While the West has been catching up with their black (read: fermented) teas, East Asia—more specifically Japan—has been exclusively exploring green, or unfermented, teas. Though the Chinese have some notable green teas in their arsenal, it's fair to declare that the Japanese truly champion the green tea cause.
Green tea is a category as broad as white wine, and the quality varies drastically from standard supermarket boxes to the kind used in traditional Japanese tea ceremonies. That said, teas that are only made from leaves that have been steamed and roasted immediately after they are picked can be considered green.
Without further ado, here's a primer on seven types of green teas to know about.
Also known as Jade Dew to those in the trade, gyokuro is a type of shaded green tea. (This means the gyokuro tea bushes are covered with a cloth or screen, shielding it from the hot sun for the three weeks it has to grow.) By limiting the amount of light, the generation of catechins from amino acids is suppressed, resulting in a tea that is smooth, light and with a surprising amount of depth.
Its name gives us a hint as to what this green tea is made with; genmaicha literally translates to "brown rice tea.” Unprocessed brown rice is first soaked and steamed before getting roasted, popped and mixed with a type of green tea—typically sencha—at a 50:50 ratio. The final product is a deliciously toasty, nutty full-bodied tea that's a touch on the savory side.

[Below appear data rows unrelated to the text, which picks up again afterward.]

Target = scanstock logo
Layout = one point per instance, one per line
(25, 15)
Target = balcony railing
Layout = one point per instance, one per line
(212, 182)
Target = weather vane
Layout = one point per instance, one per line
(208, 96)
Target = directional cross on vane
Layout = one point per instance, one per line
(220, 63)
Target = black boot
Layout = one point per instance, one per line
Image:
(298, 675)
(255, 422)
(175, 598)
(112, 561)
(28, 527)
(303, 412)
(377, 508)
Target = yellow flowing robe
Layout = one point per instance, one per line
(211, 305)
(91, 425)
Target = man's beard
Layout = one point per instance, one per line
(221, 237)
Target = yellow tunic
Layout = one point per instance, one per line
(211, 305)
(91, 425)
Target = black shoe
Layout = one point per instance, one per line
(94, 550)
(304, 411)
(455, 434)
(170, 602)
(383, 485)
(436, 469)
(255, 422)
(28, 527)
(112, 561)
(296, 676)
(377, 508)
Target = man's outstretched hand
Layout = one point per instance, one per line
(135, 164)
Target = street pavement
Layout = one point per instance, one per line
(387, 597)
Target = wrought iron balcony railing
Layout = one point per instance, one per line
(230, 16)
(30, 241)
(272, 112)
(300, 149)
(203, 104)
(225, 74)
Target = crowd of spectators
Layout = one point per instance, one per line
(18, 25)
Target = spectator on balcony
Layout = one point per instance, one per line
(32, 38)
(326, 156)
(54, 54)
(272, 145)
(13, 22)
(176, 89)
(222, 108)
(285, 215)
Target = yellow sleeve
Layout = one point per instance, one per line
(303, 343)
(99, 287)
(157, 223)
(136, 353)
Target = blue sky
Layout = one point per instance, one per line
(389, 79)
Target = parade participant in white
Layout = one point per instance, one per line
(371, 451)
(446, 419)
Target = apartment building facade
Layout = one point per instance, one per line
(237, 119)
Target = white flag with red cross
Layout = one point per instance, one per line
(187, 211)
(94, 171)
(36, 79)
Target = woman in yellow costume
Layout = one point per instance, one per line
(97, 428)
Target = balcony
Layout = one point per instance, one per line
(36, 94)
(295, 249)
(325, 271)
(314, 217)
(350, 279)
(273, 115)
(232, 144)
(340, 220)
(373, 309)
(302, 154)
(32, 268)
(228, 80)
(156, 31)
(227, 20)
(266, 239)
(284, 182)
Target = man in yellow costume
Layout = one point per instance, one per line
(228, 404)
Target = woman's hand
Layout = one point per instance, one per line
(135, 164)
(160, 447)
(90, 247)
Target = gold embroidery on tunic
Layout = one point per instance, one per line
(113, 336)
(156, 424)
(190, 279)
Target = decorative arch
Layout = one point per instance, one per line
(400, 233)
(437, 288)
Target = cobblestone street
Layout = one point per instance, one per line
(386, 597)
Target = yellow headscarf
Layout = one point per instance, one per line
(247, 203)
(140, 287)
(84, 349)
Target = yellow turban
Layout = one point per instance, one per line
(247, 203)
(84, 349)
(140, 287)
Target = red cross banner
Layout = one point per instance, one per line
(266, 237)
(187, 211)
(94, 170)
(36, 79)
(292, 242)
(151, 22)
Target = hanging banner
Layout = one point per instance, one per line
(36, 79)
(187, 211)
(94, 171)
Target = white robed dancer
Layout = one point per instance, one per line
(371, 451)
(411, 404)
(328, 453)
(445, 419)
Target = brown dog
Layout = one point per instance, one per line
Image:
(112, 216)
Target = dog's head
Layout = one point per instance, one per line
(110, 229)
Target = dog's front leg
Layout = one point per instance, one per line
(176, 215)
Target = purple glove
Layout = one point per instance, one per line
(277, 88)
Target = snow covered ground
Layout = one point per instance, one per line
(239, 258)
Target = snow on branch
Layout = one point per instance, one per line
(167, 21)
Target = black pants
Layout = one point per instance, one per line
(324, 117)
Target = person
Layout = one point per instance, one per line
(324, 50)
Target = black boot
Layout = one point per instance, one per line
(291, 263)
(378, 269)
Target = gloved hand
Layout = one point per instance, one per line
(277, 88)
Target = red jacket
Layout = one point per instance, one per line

If you're presented with a cup of green tea at your regular sushi hangout, chances are you're getting sencha. The popular Japanese green tea is prepared by infusing processed whole green tea leaves in hot water (158˚ to 167˚F, never boiling).
Green tea may have found its calling in Japan but it's worth noting that the origins of green tea can be traced back to China. While the Chinese seem to favor fermented teas such as pu-erh and oolong over the fresh, fruity greens, the country is home to some truly exceptional green teas; the biluochun is one example. Grown in the Dongting mountain region near Lake Tai, Jiangsu, the biluochun—which translates to "green snail spring”—is named for the shape it is rolled into: a tight spiral resembling the shell of a snail.
This type of green tea is often confused for a genmaicha, as both teas exhibit beautifully toasty, caramelly notes. But unlike the genmaicha, which is made with roasted brown rice combined with a green tea like sencha, hōjicha is prepared by toasting the tea leaves themselves.
It is said that the tea was born from humble beginnings; tea merchants in Kyoto were looking for a way to make use of old green tea leaves and one thought to roast them over charcoal, which resulted in a toasty, mellow tea that pairs exceptionally with both savory and sweet dishes.
Another product of China, Longjing, which literally translates to "dragon well," is said to have been named after the eponymous well located near Longjing village, where the tea originated from. The tremendously popular tea was granted the status of imperial tea during the Qing dynasty, and continues to be one of the most sought-after teas in China. Quality Longjing teas are expected to be tender, whole and uniform, yielding a mild and sweet flavor with underlying notes of chestnut.
Though this green tea requires no introduction—and the fact that we've had the liberty of consuming it in pastries, cookies and ice creams—we don't know much about where it comes from. Matcha is made from the same shade-grown tea leaves that are used to make gyokuro. The leaves are grown in the shade for three weeks before getting picked; their veins and stems are then meticulously removed and then steamed, roasted and stoneground up into a powder. (That said, if you come across bags of tea leaves masquerading as matcha, run.)